Who should negotiate the offer-- The employer or the recruiting firm? | Connexis Search Group

Who should negotiate the offer– The employer or the recruiting firm?

  • Who should negotiate the offer– The employer or the recruiting firm?
  • You have worked hard to find the perfect candidate and now it is time to make the offer.   The offer stage is sensitive since the candidate ties their self-esteem to the offer. On the other hand, the hiring manager is concerned with internal equity and operating costs.
  • The most proven process is to allow the recruiting firm to verbally present the offer, then, once the candidate agrees to the terms the company sends the written offer (with a 48-hour expiration). This makes for a smooth process and is much less work for the client, since they are preparing the offer once, and not multiple times.
  • Advantages of letting the recruiting firm verbally present your offer.
  • Increases the chances of securing the candidate!
  • If you are working with a well-trained, professional recruiter, then your chances of securing the candidate are drastically improved.  An exceptional recruiter will make sure both the candidate and the employer receive what they need, resulting in a win-win outcome. If you do not trust your recruiter to assist you with the negotiations, then you should find another recruiter.
  • Prevents candidates from having hard feelings toward future employer
  • When the recruiting firm serves as the mediator, there is less chance that the candidate feels like their future employer was unfair during the negotiations.  We all know that negotiations have the potential for one of the parties to feel like they lost.
  • Keeps the candidate’s compensation requirements realistic
  • The recruiter has spoken to the candidate more than anyone else involved in the process at this point. This allows them to better understand what is motivating the candidate to change companies.  Most of the time, money is not the reason a candidate is seeking to make a change.
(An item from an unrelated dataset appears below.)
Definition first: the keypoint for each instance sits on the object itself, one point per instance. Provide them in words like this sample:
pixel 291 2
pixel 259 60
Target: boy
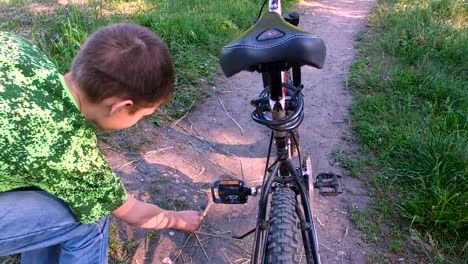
pixel 56 189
If the recruiter is diligent, then they will know the candidate’s reason for making a job change and can keep the candidate realistic with their compensation requirements by reminding them of their real reasons for making a change.   
  • Prevent salary creep
  • Once a candidate realizes that they are your number one choice, they tend to  become overconfident. This usually causes them to start asking for a higher base than originally requested. Since the recruiter has gathered compensation information during their first call and gained agreement on their walkaway numbers, they can remind the candidate of those commitments.  Most employers are not trained on how to obtain this information, putting them at a drastic disadvantage during negotiations.
  • The Offer Process
    1. The recruiter and employer should establish compensation ranges prior to starting the search. (In some cases, the employer will not know what the salary should be and will rely on the recruiter to help determine appropriate compensation.) Candidates should NEVER be told what the range is since all they hear is the highest number. If you tell a candidate the base is between $120,000 and $140,000, be prepared to offer $140,000!
    2. The recruiter is responsible for obtaining the candidate’s compensation early in the process (first conversation) and the amount they are seeking to make a change should also be determined. Candidates are more reasonable and forthright early in the recruiting process. Ask the candidate what their W2 was last year.  Make sure you obtain detailed information such as base, bonus and commission.  If you wait to the end of the process to start asking compensation questions, the candidate may be harder to pin down. 
    3. Once a candidate becomes viable, the recruiter should reveal to the employer the compensation numbers obtained from the candidate. The employer should rely on the recruiters input to determine an acceptable offer.  The recruiter will know what the candidate will accept or reject.  
I realize that some recruiters are unethical and will try to increase their fee by trying to negotiate a higher base salary for their candidate.  There are two ways to avoid this.  One is to have a flat fee. The other is to only work with reputable recruiters.